Der Nationale Normenkontrollrat (NKR) ist eine unabhängige Einrichtung, die die Bundesregierung beraten soll; organisatorisch ist sie beim Bundesjustizministerium angesiedelt. Anfang Februar hat das Beratergremium ein neues Gutachten mit dem Titel „Bündelung im Föderalstaat – Zeitgemäße Aufgabenorganisation für eine leistungsfähige und resiliente Verwaltung“ vorgelegt, das sich mit dem Zustand der Exekutive in Deutschland befasst. Bereits die drei ersten Sätze des 148-seitigen Berichts lassen erahnen, was die Experten im Folgenden mit Beispielen und Analysen noch weiter untermauern; sie lauten: „Deutschlands Verwaltung ächzt. Eine wachsende Regulierungsdichte, fehlendes Personal, mangelnde Digitalisierung und zusätzliche Herausforderungen aus multiplen Krisen bringen die öffentliche Hand an ihre Belastungs- und Leistungsgrenze. Vielerorts ist diese bereits überschritten.“
In der folgenden Analyse gelangen die Fachleute zu der Feststellung, dass das „Aufgabengeflecht des Staates“ über Jahrzehnte immer mehr angewachsen und dabei vor dem Hintergrund des dezentral organisierten Föderalstaats zunehmend zersplitterter geworden ist. Aufgaben seien mittlerweile nicht immer dort angesiedelt, wo sie am besten erledigt werden könnten. Dies wirke sich nachteilig auf die Serviceorientierung, Effizienz und Resilienz der Leistungserbringung aus. Nur selten gelinge es, die Nachteile der Fragmentierung durch Koordination auszugleichen. Außerdem würden die Anforderungen an die Verwaltung permanent steigen, während es auf den Vollzugsebenen an Personal und Haushaltsmitteln fehle. Diese Entwicklungen führten zu „steigender institutioneller Überlastung“ und hätten zur Folge, dass die Leistungsfähigkeit der deutschen Verwaltung zunehmend gefährdet sei. Die spürbar negativen Folgen für die Wirtschaft und die Bürger ließen das Zutrauen der Bevölkerung in einen handlungsfähigen Staat immer mehr schwinden.

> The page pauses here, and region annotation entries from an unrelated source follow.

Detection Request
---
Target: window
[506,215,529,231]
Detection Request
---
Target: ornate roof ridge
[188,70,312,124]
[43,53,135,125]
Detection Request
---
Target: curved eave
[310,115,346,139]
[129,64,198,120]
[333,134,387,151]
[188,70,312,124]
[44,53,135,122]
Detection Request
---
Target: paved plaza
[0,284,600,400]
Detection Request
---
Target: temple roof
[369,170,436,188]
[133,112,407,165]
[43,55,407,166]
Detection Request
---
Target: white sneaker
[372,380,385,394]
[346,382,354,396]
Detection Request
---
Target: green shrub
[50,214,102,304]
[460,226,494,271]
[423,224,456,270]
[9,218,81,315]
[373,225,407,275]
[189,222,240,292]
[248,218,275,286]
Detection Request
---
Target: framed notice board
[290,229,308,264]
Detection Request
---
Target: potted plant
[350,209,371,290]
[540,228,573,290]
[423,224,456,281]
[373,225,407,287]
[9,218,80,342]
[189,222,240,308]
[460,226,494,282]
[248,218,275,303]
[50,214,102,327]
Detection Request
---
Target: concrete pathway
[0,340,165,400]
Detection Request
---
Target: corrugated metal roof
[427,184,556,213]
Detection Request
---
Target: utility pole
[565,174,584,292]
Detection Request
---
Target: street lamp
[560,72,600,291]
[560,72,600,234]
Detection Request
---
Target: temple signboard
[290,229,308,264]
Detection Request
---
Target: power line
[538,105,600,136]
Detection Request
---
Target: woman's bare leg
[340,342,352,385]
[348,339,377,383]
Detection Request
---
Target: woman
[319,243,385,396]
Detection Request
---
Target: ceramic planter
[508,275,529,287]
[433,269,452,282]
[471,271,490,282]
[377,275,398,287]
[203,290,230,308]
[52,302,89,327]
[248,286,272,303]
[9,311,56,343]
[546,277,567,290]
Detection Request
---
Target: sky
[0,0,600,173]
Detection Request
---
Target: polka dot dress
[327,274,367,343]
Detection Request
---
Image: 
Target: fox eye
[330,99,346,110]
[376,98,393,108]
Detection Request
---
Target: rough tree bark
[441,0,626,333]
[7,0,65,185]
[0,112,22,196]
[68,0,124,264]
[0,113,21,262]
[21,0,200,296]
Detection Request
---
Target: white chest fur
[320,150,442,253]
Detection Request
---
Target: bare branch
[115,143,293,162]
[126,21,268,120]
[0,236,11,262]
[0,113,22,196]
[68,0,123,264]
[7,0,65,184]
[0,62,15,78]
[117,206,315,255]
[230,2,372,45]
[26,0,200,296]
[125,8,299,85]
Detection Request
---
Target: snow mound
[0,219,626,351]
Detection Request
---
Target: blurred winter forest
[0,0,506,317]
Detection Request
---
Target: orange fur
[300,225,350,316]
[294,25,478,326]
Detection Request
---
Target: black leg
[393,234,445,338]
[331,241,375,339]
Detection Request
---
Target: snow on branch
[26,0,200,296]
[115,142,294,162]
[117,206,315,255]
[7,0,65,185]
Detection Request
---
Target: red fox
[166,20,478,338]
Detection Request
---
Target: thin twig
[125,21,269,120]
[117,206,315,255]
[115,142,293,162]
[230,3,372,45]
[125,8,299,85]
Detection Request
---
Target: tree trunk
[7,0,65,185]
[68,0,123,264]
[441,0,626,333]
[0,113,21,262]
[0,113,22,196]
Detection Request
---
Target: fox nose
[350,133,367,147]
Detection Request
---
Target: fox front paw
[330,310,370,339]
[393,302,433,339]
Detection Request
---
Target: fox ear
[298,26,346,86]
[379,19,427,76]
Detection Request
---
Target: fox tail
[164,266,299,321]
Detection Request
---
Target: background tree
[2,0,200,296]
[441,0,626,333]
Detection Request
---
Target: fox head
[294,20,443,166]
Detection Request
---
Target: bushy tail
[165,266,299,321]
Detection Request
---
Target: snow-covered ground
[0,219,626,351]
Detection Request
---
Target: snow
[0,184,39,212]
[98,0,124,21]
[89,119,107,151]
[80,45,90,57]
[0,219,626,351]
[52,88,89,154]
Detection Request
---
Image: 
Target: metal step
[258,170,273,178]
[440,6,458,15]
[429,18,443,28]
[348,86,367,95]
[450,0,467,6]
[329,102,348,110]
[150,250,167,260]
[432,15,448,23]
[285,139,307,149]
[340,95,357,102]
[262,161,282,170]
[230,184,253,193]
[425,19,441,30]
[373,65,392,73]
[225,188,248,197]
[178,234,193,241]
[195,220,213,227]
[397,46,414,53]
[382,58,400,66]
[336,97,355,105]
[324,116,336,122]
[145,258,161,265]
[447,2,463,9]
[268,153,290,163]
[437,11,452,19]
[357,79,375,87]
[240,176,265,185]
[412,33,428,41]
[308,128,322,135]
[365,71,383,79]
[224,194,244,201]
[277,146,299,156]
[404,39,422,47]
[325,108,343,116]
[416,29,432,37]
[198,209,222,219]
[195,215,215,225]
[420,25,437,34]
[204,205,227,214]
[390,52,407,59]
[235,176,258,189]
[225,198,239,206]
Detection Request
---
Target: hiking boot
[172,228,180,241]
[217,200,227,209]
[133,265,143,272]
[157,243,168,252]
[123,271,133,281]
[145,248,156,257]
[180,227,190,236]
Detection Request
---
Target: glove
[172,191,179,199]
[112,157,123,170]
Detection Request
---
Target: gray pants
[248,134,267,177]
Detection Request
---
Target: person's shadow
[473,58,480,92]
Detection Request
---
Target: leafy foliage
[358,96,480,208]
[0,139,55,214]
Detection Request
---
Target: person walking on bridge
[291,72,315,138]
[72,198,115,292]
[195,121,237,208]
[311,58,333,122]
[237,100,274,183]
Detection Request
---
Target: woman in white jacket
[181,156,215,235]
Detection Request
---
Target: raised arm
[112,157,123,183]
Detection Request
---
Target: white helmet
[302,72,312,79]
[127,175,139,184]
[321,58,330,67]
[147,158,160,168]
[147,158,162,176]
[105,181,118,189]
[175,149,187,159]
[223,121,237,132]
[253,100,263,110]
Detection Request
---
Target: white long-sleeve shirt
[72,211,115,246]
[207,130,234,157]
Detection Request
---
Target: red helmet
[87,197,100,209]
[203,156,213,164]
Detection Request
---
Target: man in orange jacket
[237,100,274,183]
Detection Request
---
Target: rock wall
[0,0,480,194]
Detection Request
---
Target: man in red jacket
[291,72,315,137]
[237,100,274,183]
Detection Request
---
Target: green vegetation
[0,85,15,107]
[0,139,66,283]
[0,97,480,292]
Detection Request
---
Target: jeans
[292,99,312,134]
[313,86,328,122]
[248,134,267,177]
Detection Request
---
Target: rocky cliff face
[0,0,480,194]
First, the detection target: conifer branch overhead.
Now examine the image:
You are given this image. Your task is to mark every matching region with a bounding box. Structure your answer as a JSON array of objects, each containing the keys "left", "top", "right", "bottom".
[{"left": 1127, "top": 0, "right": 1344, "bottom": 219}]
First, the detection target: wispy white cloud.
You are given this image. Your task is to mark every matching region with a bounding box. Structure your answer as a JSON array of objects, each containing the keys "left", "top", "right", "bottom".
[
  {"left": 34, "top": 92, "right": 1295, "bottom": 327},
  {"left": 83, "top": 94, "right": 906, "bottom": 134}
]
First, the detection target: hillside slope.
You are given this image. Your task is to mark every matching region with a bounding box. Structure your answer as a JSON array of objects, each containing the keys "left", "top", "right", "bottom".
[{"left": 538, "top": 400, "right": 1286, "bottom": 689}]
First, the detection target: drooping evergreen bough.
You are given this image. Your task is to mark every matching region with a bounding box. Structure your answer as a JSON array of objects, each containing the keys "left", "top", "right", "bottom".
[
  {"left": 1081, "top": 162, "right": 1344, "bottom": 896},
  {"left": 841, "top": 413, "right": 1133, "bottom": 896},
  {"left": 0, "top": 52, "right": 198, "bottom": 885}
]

Als Ausweg aus diesem Negativtrend sehen die Fachleute allein den Mut zu umfangreichen Reformen, vor allem bei der föderalen Aufgabenverteilung: „Um die Leistungsfähigkeit und die OutputLegitimation des Staates nachhaltig zu stärken, braucht es einen weitreichenden Reformansatz für die Neugestaltung der öffentlichen Aufgabenwahrnehmung. Die Analyse der aktuellen Defizite zeigt, dass ein solcher Ansatz vor allem an der Fragmentierung der deutschen Verwaltungsstrukturen ansetzen müsste“, heißt es in dem Gutachten. Hierzu empfehlen die Experten vor allem eine Bündelung der Zuständigkeiten. Bei jeder staatlichen Aufgabe müsse zuerst die Frage gestellt und beantwortet werden, welche Aufgaben von welcher Behörde auf welcher Ebene am besten erledigt werden können. Am Beispiel von drei Verwaltungsdienstleistungen – der Erteilung einer Fahrerlaubnis, der Anerkennung ausländischer Berufsabschlüsse und der Einkommensprüfung (letztere ist Bestandteil von mehr als 200 Verwaltungsleistungen in Deutschland) – spielen die Experten durch, wie einzelne Prozessschritte in Zukunft stärker zusammengefasst werden könnten. Essenziell für jede Verbesserung sei dabei eine durchgängige Digitalisierung von Verwaltungsprozessen. Hierzu bedürfe es aber neuer Ansätze zur Digitalisierung im föderalen Raum, da die bisherigen Digitalisierungsanstrengungen der verschiedenen Verwaltungsträger zu zahlreichen inkompatiblen Insellösungen geführt hätten.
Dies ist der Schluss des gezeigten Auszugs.